Para George Babel, cada libro ocupaba su lugar en la narrativa mundial, era una historia única contada por miles de voces. Tenía sus favoritos —Moses Mendelssohn, Tolstói, Aristóteles—, pero nunca hablaba de ellos como gigantes entre los menos dotados; más bien se refería a ellos como líderes. Igual que le sucedía a Hannah, no aprobaba la existencia de colonias en las estanterías y obligaba a todos los autores a convivir en un kibutz literario.

Hannah cerró las manos sobre las de su padre y le dirigió palabras de consuelo, pero el consuelo no lo salvó. Murió en un campo de concentración en el norte, cuando su corazón no dio más de sí. La madre de Hannah y dos de sus hermanas, Mitzi y Pasqual, fueron ahorcadas por robo en el mismo campo; Deate recibió una paliza demasiado salvaje como para sobrevivir a ella; Moshe fue enviado a una unidad de trabajo y se dijo que murió de hambre. Ninguno de ellos llegó a Auschwitz.

No fue hasta 1948 cuando Hannah conoció el destino de los distintos miembros de su familia. La biblioteca de su padre había desaparecido cuando regresó al apartamento en 1945. Podría haber pensado: «¿Y qué? ¿Salvaron los libros a mi padre? ¿Salvaron a alguien?». O: «Mi padre amaba los libros, yo amaba los libros, un día tendré una tienda y me colocaré detrás del mostrador para venderlos».

Podría haber abierto una librería en Budapest después de la guerra, pero Stefan estaba demasiado ocupado como para poder prestarle atención y los comunistas controlaban en exceso los títulos.

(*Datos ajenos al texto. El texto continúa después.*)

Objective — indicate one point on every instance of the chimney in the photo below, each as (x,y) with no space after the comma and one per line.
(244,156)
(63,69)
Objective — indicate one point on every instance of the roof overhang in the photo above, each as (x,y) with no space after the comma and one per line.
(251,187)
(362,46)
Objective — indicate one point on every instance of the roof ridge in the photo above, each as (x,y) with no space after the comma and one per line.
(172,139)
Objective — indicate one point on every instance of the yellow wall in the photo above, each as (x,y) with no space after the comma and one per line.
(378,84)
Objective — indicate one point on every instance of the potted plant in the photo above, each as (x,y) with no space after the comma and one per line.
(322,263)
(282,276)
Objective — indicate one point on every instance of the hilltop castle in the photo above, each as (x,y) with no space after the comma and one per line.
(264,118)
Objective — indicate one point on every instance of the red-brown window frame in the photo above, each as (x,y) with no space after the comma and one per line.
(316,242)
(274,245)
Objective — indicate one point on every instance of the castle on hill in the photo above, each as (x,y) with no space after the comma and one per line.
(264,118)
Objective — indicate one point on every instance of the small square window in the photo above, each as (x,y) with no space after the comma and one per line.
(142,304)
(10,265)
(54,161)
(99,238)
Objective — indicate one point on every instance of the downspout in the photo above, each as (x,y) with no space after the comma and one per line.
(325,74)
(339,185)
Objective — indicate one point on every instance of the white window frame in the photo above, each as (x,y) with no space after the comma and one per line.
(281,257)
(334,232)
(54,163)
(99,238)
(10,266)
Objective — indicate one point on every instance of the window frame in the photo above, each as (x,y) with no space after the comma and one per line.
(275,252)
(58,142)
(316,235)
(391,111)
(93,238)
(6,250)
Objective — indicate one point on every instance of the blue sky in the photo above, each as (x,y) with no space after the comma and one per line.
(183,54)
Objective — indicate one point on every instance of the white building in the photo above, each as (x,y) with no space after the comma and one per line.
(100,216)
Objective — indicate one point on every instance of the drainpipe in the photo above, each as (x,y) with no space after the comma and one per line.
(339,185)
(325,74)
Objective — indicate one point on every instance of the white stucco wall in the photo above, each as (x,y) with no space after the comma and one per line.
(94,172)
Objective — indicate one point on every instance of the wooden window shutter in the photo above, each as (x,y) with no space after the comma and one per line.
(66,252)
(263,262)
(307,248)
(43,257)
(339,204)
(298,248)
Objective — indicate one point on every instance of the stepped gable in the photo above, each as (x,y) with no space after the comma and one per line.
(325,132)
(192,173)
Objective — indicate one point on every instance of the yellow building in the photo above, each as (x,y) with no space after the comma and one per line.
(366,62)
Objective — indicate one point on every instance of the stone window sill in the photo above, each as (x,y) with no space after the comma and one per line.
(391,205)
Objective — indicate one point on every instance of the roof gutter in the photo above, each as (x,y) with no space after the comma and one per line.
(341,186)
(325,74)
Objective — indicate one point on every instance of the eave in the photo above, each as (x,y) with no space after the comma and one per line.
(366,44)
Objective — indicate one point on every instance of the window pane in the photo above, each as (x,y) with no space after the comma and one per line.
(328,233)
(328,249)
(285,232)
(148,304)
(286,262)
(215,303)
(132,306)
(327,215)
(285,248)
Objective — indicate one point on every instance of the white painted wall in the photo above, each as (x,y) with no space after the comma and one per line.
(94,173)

Y eso era intolerable. Incluso aquí, en Hometown, había que acomodarse a la censura. Su solución consistía en colocar un pequeño taco de madera allí donde tendría que exhibirse el libro prohibido. Y en cada taco (Tom los había fabricado siguiendo sus especificaciones) pegaba una etiqueta: «Delincuente juvenil está prohibido en Australia. Diríjase al mostrador para un resumen del relato». O El amante de Lady Chatterley. O Eros y civilización. Hannah almacenaba los resúmenes en la cabeza. Y estaba dispuesta a pregonar las vicisitudes narradas en el libro a cualquiera que mostrara la curiosidad suficiente.

Llegó a Australia con la librería aún en su imaginación y se dijo: «¿Acaso puedo alejarme más? Me pararé aquí». Muy al oeste de Budapest; de Auschwitz. Había leído lo bastante como para saber que no podemos hablar de que las cosas suceden de determinada manera porque así lo dicta el destino. Si su largo viaje desde Europa hasta Hometown, hasta Tom Hope, hasta la librería de los corazones solitarios, estaba dictado por el destino, entonces Mein Kampf también era cosa del destino, y el exterminio, y el Säuberung de los estudiantes en Opernplatz también fue cosa del destino.

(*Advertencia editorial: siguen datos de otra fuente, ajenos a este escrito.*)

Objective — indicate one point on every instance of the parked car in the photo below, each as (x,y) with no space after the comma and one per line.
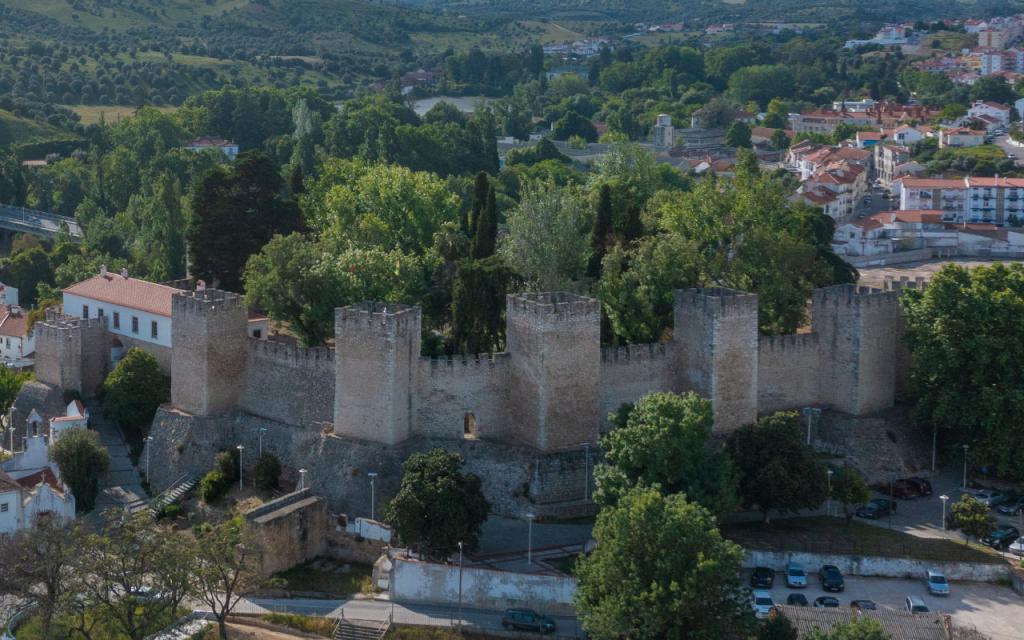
(527,620)
(832,578)
(763,604)
(915,605)
(989,497)
(924,484)
(1001,537)
(796,599)
(877,508)
(762,578)
(796,578)
(937,585)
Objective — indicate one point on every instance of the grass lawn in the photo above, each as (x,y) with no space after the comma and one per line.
(309,578)
(824,535)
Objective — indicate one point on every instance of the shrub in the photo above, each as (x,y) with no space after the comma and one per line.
(227,463)
(267,472)
(213,486)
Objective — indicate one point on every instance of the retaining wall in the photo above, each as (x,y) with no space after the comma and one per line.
(414,581)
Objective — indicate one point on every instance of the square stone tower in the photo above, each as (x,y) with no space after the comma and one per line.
(376,358)
(208,350)
(858,340)
(716,345)
(554,342)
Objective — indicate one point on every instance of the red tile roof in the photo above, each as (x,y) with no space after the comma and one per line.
(126,292)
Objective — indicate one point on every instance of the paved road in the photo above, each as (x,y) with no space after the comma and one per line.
(120,486)
(993,609)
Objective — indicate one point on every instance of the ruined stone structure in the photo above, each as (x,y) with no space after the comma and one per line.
(551,390)
(520,417)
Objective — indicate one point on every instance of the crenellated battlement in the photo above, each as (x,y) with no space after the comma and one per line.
(787,343)
(290,353)
(853,295)
(465,365)
(390,317)
(205,301)
(634,352)
(557,305)
(904,283)
(718,301)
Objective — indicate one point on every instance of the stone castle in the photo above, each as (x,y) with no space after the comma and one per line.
(547,395)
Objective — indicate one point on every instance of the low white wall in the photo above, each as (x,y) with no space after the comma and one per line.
(887,567)
(413,581)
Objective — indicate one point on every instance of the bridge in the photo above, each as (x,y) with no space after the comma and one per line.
(37,222)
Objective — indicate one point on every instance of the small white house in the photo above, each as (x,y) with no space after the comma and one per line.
(16,340)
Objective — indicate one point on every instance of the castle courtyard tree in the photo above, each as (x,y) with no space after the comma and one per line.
(134,389)
(666,444)
(660,569)
(777,471)
(82,460)
(967,375)
(438,505)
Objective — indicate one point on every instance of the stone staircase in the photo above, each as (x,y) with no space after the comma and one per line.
(360,629)
(173,495)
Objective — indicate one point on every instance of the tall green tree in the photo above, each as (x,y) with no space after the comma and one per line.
(967,376)
(438,505)
(235,211)
(630,586)
(82,460)
(134,389)
(777,471)
(666,444)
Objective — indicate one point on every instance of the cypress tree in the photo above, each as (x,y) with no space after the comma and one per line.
(601,232)
(486,229)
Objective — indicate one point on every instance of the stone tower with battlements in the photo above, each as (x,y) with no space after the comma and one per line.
(208,364)
(716,345)
(377,353)
(72,352)
(859,333)
(554,344)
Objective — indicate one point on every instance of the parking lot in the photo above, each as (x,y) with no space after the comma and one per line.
(992,609)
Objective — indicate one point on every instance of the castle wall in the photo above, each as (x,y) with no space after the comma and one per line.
(451,389)
(554,341)
(208,368)
(288,383)
(630,373)
(377,358)
(716,348)
(787,372)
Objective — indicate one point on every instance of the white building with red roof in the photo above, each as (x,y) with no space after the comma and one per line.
(137,313)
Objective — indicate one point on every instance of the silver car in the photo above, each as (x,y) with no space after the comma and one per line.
(796,577)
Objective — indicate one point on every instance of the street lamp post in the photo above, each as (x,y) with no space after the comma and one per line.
(828,508)
(966,446)
(460,587)
(241,452)
(529,537)
(373,495)
(586,466)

Se dijo: «Es una lástima». La felicidad de Hannah era tan grande que podía albergar contradicciones. Sin duda alguna, todo aquello estaba predestinado, aquella librería que la sumiría en la bancarrota, aquel amor por un hombre que un día miraría más fijamente sus canas y sus arrugas de lo que lo hacía ahora. Una lástima. Pero, por el momento, tenía que saborear el paraíso.